Could you please explain to me an efficient method of copying this data to our local database.
The local table can be created with the same schema as the remote one, if it makes things simpler. The remote table has 9 columns, none of which are identity columns. There are approximately 5400 rows in the remote table, and this number grows by about 200 a year. So not a quickly changing table.
Perhaps SqlBulkCopy; use SqlCommand.ExecuteReader to get the reader that you use in the call to SqlBulkCopy.WriteToServer. This is the same as bulk-insert, so very quick. It should look something like (untested);
using (SqlConnection connSource = new SqlConnection(csSource))
using (SqlCommand cmd = connSource.CreateCommand())
using (SqlBulkCopy bcp = new SqlBulkCopy(csDest))
{
bcp.DestinationTableName = "SomeTable";
cmd.CommandText = "myproc";
cmd.CommandType = CommandType.StoredProcedure;
connSource.Open();
using(SqlDataReader reader = cmd.ExecuteReader())
{
bcp.WriteToServer(reader);
}
}
Bulk Copy feature of ADO.NET might help you take a look at that :
MSDN - Multiple Bulk Copy Operations (ADO.NET)
An example article
I would first look at using SQL Server Intergration Services (SSIS, née Data Transfer Services (DTS)).
It is designed for moving/comparing/processing/transforming data between databases, and IIRC allows an arbitrary expression for the source. You would need it installed on your database (shouldn't be a problem, it is part of a default install).
Otherwise a code solution, given the data size (small), pull all the data from the remove system into an internal structure, and then look for rows which don't exist locally to insert.
You probably can't do this, but if you can't, DON'T do it with a program. If you have any way of talking to someone who controls the source server, see if they will set up some sort of export of the data. If the data is as small as you say, then xml or csv output would be 100x better than writing something in c# (or any language).
So let's assume they can't export, still, avoid writing a program. You say you have more control over the destination. Can you set up an SSIS package, or setup a linked server? If so, you'll have a much easier time migrating the data.
If you set up at bare minimum the source as a linked server you could write a small t-sql batch to
TRUNCATE DestTable
INSERT INTO DestTable
SELECT SourceTable.Star FROM [SourceServer].[Schema].[Table]
wouldn't be as nice as SSIS (you have more visual of what's happening, but the t-sql above is pretty clear).
Since I would not take the programming route, the best solution I could give you would be, if you absolutely had to:
Use SqlClient namespace.
So, create 2 SqlConnections, 2 SqlCommands, and get the instance of the 1 SqlReader.

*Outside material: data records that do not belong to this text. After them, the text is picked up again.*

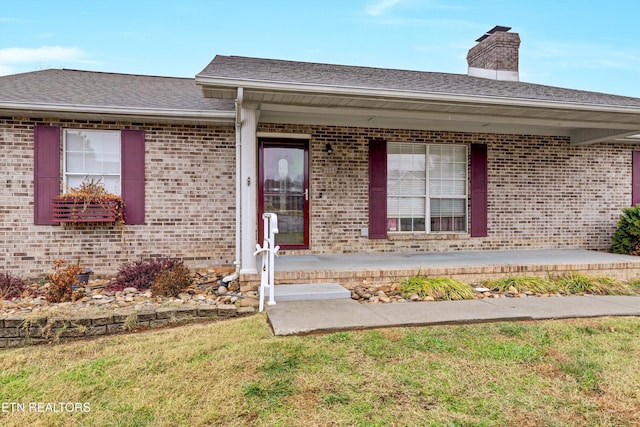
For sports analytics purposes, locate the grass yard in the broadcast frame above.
[0,315,640,427]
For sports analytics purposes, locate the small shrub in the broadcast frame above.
[400,275,475,300]
[107,257,184,291]
[0,271,27,299]
[151,264,193,297]
[611,205,640,255]
[46,259,84,302]
[482,276,558,294]
[556,273,632,295]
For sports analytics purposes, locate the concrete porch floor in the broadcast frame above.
[241,249,640,288]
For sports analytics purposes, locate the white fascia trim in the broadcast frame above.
[256,132,311,139]
[0,102,236,123]
[196,75,640,114]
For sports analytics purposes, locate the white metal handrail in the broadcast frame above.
[253,213,280,311]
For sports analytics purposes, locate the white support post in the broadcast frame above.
[253,213,280,311]
[240,105,260,274]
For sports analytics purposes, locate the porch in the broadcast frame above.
[240,249,640,289]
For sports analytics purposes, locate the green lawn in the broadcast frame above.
[0,315,640,427]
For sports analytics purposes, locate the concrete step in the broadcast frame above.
[265,283,351,303]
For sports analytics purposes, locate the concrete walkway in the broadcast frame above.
[267,296,640,335]
[275,249,640,272]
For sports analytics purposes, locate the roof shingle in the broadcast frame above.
[198,55,640,107]
[0,69,234,111]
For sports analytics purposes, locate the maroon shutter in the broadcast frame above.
[369,140,387,239]
[33,126,60,225]
[122,130,144,224]
[471,144,488,237]
[631,151,640,206]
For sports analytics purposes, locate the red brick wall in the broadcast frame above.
[0,118,235,277]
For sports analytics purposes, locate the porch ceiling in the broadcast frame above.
[203,86,640,144]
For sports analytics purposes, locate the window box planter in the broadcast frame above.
[52,196,124,224]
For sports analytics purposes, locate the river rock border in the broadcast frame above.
[0,304,256,348]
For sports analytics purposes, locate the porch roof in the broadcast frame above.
[196,55,640,144]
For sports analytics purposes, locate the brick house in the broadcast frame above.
[0,27,640,275]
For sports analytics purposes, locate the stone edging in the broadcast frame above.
[0,304,256,348]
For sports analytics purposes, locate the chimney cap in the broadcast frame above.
[476,25,511,43]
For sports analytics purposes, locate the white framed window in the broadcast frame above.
[387,142,468,233]
[63,129,122,195]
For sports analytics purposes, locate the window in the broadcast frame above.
[63,129,121,195]
[33,126,145,225]
[387,143,468,233]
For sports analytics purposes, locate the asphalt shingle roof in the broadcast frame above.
[0,69,234,111]
[199,55,640,107]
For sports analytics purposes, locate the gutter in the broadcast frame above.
[0,102,235,122]
[222,87,244,285]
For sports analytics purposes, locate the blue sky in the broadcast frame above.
[0,0,640,97]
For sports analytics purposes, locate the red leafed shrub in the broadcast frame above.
[0,271,27,299]
[46,259,84,302]
[151,265,193,297]
[107,257,184,291]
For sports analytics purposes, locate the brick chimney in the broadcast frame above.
[467,25,520,82]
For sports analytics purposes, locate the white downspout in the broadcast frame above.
[222,87,244,284]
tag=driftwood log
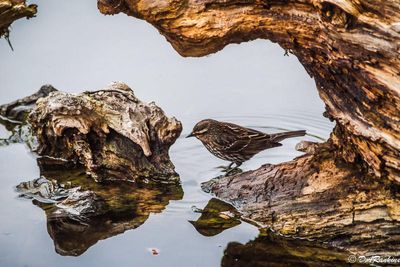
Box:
[0,0,37,38]
[98,0,400,254]
[16,158,183,256]
[0,83,182,183]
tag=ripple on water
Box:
[166,111,333,214]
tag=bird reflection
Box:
[189,198,241,236]
[17,158,183,256]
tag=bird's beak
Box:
[186,132,194,138]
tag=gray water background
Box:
[0,0,332,267]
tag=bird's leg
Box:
[225,162,242,176]
[217,162,234,172]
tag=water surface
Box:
[0,0,332,267]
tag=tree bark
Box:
[98,0,400,253]
[0,83,182,183]
[0,0,37,37]
[16,158,183,256]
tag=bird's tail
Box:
[271,130,306,142]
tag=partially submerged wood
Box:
[0,83,182,183]
[202,145,400,256]
[17,158,183,256]
[221,232,368,267]
[0,0,37,37]
[98,0,400,253]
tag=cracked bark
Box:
[98,0,400,253]
[0,82,182,183]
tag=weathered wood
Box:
[0,0,37,37]
[98,0,400,183]
[202,146,400,255]
[0,83,182,183]
[98,0,400,254]
[17,158,183,256]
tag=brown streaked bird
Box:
[187,119,306,169]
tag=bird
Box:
[186,119,306,170]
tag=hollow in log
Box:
[98,0,400,253]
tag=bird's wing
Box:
[225,123,282,154]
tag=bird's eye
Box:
[196,129,207,134]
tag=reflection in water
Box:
[221,232,361,267]
[190,198,240,236]
[17,158,183,256]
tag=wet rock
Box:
[190,198,241,236]
[17,159,183,256]
[0,83,182,183]
[221,232,367,267]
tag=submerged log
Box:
[0,0,37,38]
[221,232,369,267]
[17,158,183,256]
[98,0,400,253]
[0,83,182,183]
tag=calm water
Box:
[0,0,332,266]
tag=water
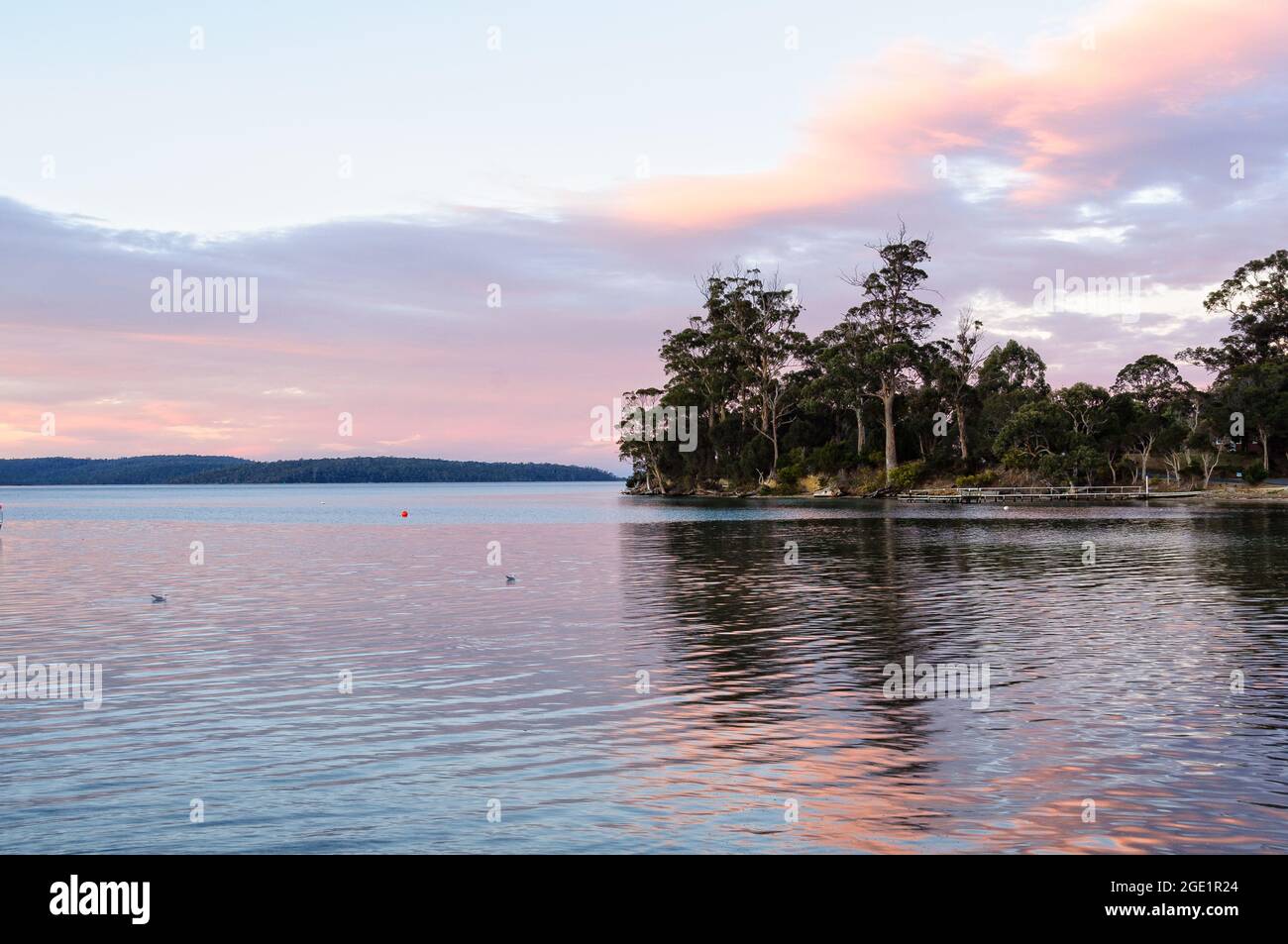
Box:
[0,483,1288,853]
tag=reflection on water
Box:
[0,485,1288,853]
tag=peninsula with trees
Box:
[619,228,1288,496]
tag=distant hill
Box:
[0,456,618,485]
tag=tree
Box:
[976,340,1051,459]
[808,318,875,459]
[1113,355,1194,477]
[1176,250,1288,472]
[845,226,939,481]
[936,308,987,463]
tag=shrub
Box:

Iterate through the source reader, and execute the destination SqlCommand insert for each iteration with the.
It'll be ugly, but it'll work.
Doesn’t seem to be huge quantity of data you have to synchronize. Under conditions you described (only SP to access the remote DB and no way to get anything else), you can go for Marc Gravell’s solution.
In the case the data can only grow and existing data can not be changed you can compare the record count on remote and internal DB in order to optimize operation; if no change in remote DB no need to copy.